Design rules for

Plug connectors

Development of design rules for the standardisation of plug connectors

Design rules for plug connectors

Consolidation of the design rules for plug connectors

The holistic approach of the design guidelines from sub-project 1 (SP1) is specified in more detail for the plug connectors in sub-project 2 (SP2). Due to variance in the sub-area of plug connectors, consisting of current-carrying contact parts and insulation elements such as seals and housings, detailed design guidelines are being worked out. Synergy effects with the existing sub-projects, especially between SP1 and SP2 will be used to develop suitable design guidelines and enable automated production and use of plug connectors. Existing design guidelines in the market were further developed for use as a basis.

Starting point and motivation

A large proportion of the assembly of plug connectors is currently carried out manually. Only crimping can be automated due to a good ratio between the degree of automation and the cost. The degree of automation depends on the selected type of wire harness (HV – high-voltage, LV – low-voltage or CWH – custom wire harness), whereby the CWH represents the most demanding production effort. The variety of parts available on the market makes automation difficult. There is a lack of industry-wide recognised and implementable design guidelines for plug connectors that favour or enable automation.

Current working focuses

One focus is the formulation of design guidelines for plug connectors and their structural comparison with the design guidelines from SP1. The further course of the project revealed that it makes sense to define categories of automation feasibility in level categorisations and feasibilities. The level categorisation helps to identify the suitability of components for a specific project at an early stage. The SP4 automation index describes the associated effort to integrate the component into automated production. In order for the results of SP2 to be incorporated into the more general design guidelines from SP1, a basic design was created and submitted to SP1.

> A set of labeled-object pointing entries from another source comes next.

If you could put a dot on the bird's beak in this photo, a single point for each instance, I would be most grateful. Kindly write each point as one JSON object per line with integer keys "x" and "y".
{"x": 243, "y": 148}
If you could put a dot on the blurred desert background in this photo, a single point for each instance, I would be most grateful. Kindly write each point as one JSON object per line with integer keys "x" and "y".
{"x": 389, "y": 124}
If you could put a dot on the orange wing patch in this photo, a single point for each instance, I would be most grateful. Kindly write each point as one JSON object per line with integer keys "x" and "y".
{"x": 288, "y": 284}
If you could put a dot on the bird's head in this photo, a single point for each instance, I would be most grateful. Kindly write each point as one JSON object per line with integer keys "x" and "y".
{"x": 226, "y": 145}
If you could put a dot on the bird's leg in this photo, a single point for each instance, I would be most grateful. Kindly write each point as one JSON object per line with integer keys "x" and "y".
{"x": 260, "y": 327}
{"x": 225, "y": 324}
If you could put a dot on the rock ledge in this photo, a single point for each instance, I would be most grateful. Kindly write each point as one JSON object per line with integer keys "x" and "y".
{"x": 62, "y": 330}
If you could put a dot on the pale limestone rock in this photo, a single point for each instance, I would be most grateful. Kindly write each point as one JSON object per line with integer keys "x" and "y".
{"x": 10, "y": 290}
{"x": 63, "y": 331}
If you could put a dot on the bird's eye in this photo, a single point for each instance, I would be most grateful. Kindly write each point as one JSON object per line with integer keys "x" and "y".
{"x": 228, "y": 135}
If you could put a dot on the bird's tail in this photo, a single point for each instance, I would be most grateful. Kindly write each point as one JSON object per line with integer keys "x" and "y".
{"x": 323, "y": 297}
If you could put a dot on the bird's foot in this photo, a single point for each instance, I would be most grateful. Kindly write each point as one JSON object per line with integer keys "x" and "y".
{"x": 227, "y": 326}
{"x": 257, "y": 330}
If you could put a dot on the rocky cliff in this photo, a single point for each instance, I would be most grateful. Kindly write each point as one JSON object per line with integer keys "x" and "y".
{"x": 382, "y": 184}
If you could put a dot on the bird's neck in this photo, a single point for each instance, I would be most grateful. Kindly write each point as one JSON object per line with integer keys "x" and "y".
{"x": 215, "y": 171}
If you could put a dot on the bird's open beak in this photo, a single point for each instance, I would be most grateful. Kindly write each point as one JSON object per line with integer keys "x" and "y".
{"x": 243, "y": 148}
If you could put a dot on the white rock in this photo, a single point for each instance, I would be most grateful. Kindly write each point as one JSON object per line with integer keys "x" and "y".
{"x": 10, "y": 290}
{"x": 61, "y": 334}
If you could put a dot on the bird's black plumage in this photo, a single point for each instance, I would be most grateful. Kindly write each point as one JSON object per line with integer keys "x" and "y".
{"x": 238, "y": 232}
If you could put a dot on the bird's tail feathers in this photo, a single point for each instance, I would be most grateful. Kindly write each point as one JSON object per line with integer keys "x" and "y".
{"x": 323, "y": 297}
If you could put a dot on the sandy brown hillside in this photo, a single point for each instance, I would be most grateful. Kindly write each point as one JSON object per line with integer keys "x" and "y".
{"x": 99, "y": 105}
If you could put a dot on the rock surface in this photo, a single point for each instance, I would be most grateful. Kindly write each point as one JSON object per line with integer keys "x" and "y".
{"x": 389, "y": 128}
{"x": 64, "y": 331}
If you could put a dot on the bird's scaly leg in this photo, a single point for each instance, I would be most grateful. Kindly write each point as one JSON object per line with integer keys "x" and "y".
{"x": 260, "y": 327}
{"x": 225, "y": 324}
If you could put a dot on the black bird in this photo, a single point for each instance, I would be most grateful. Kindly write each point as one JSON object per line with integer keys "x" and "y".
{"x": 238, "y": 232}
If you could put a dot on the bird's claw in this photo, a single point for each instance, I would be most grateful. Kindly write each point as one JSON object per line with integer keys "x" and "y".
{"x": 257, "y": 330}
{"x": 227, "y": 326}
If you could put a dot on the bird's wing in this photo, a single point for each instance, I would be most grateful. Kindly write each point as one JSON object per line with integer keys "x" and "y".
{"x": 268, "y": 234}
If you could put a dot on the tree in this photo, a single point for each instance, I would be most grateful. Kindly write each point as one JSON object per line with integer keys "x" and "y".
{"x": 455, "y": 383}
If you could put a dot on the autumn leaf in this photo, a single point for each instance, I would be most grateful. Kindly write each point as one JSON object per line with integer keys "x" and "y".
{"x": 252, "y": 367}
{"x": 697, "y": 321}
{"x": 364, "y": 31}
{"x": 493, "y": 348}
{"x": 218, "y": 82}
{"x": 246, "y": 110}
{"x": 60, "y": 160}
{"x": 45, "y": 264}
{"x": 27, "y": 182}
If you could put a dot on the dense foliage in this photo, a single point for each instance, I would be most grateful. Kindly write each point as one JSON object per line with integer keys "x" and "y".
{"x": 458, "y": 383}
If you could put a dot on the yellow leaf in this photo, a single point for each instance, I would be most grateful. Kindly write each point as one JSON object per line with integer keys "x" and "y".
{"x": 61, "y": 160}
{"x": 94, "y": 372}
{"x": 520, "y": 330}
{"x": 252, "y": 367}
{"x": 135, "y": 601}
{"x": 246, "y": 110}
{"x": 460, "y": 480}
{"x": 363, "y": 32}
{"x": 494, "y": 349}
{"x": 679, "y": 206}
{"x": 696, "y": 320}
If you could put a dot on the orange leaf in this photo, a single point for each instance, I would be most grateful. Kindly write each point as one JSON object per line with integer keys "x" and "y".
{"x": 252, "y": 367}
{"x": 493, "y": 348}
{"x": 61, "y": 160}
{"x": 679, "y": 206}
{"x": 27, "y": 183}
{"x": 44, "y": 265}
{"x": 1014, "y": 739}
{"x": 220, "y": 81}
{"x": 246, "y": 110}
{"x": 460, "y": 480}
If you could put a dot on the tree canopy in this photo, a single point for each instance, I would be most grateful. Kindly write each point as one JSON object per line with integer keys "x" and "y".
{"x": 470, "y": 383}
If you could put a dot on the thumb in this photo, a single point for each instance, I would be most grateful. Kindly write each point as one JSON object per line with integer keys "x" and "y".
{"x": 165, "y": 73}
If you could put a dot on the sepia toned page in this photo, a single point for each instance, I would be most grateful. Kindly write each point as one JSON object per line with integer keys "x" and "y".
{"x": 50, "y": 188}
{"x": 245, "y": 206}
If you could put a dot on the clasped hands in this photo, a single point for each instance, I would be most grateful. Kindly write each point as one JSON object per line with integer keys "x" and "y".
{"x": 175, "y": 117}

Another important aspect is how design guidelines will be used in the future. The rapid pace of change in the industry and dynamic changes in the market and components need to be taken into account in the design guidelines – keyword: standardisation. To this end, reference information needs to be defined.

Outlook

In SP2, work is being done on the formulation of the design guidelines. A complete implementation roadmap needs to be developed for the design guidelines, taking into account the various level categorisations and feasibilities. Real sample parts will be used to validate the design guidelines and incorporate them into the standard.